> Create a virtual Env.
> Example:
>
> 1. create a simple new env
>
>    ```
>    pyenv virtualenv 3.10.6 .envPyspark
>    pyenv activate .envPyspark
>    ```
>
> 2. install the requirements
>    ```
>    pip install --upgrade pip 
>    pip install ipykernel pyspark==3.4.0
>    ```
>
> 3. Set as the kernel for your notebook
> 4. Tested with Java 8
>.

# Setup

## Imports

In [1]:
import os
from typing import List

from pyspark.sql import SparkSession
from pyspark.sql.dataframe import DataFrame

## Constants

In [2]:
MAVEN_DEPENDENCIES: List[str] = [
    'io.delta:delta-core_2.12:2.4.0'
]

CURRENT_DIR: str = os.getcwd()
PATH_TMP: str = f'{CURRENT_DIR}/tmp'
TMP_DF_NAME: str = 'df_wiseupdata'
TMP_FULL_FILE_NAME: str = f"{PATH_TMP}/{TMP_DF_NAME}"

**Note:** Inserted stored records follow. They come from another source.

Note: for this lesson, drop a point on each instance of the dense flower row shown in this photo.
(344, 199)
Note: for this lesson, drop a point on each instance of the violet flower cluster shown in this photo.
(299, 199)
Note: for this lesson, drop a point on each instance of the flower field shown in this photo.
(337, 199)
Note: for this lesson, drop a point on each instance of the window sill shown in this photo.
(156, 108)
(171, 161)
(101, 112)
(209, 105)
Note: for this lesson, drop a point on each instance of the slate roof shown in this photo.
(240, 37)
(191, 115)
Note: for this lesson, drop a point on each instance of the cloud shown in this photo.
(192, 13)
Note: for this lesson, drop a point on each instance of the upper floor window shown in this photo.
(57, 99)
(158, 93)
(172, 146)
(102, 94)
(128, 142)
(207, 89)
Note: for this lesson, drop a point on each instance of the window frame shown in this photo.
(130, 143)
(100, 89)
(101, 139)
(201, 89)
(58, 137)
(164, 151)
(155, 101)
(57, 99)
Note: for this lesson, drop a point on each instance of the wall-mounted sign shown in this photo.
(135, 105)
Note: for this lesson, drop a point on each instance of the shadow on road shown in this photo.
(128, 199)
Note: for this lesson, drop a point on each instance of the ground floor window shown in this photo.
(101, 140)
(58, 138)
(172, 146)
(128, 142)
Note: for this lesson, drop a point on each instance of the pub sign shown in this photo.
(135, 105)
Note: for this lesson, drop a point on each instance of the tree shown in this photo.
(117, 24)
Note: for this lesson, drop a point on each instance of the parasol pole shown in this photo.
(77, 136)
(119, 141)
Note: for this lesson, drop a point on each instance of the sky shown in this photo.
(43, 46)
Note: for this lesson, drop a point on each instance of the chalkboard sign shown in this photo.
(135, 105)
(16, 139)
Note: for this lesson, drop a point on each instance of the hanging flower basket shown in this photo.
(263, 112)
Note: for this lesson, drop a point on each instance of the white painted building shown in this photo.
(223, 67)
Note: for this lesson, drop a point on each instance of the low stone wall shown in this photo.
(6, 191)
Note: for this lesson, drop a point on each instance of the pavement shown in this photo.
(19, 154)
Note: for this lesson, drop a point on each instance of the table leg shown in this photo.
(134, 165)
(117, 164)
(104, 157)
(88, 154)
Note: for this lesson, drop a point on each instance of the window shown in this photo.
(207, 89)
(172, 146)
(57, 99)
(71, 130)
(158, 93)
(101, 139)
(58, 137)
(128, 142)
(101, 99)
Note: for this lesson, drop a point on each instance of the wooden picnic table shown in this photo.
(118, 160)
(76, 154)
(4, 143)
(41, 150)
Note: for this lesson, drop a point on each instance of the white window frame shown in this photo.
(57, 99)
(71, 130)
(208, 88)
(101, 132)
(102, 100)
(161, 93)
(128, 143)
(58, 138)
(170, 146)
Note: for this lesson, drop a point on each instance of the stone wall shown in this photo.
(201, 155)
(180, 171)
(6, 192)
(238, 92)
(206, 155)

## Create the spark session

In [3]:
spark: SparkSession = (
    SparkSession.builder.config('spark.jars.packages', ','.join(MAVEN_DEPENDENCIES))
    .config('spark.sql.extensions', 'io.delta.sql.DeltaSparkSessionExtension')
    .config('spark.sql.catalog.spark_catalog','org.apache.spark.sql.delta.catalog.DeltaCatalog')
    .appName('edf_core')
    .getOrCreate()
)

your 131072x1 screen size is bogus. expect trouble
23/12/12 21:40:37 WARN Utils: Your hostname, DESKTOP-O03M3NM resolves to a loopback address: 127.0.1.1; using 172.26.72.227 instead (on interface eth0)
23/12/12 21:40:37 WARN Utils: Set SPARK_LOCAL_IP if you need to bind to another address


:: loading settings :: url = jar:file:/home/wiseupdata/.pyenv/versions/3.10.6/envs/.envPyspark/lib/python3.10/site-packages/pyspark/jars/ivy-2.5.1.jar!/org/apache/ivy/core/settings/ivysettings.xml


Ivy Default Cache set to: /home/wiseupdata/.ivy2/cache
The jars for the packages stored in: /home/wiseupdata/.ivy2/jars
io.delta#delta-core_2.12 added as a dependency
:: resolving dependencies :: org.apache.spark#spark-submit-parent-fe9aac11-279a-454c-91a9-de22f180ec38;1.0
	confs: [default]
	found io.delta#delta-core_2.12;2.4.0 in central
	found io.delta#delta-storage;2.4.0 in central
	found org.antlr#antlr4-runtime;4.9.3 in central
:: resolution report :: resolve 131ms :: artifacts dl 5ms
	:: modules in use:
	io.delta#delta-core_2.12;2.4.0 from central in [default]
	io.delta#delta-storage;2.4.0 from central in [default]
	org.antlr#antlr4-runtime;4.9.3 from central in [default]
	---------------------------------------------------------------------
	|                  |            modules            ||   artifacts   |
	|       conf       | number| search|dwnlded|evicted|| number|dwnlded|
	---------------------------------------------------------------------
	|      default     |   3   |

## Creates the main DataFrame

In [4]:
df: DataFrame = (
    spark.createDataFrame([{'id': 1, 'name': 'Josh', 'age': 10, 'courses':['Python', 'Java']}, {'id': 1, 'name':'Maria', 'courses':['html']}])
)

## Basic visualization

In [5]:
df.show()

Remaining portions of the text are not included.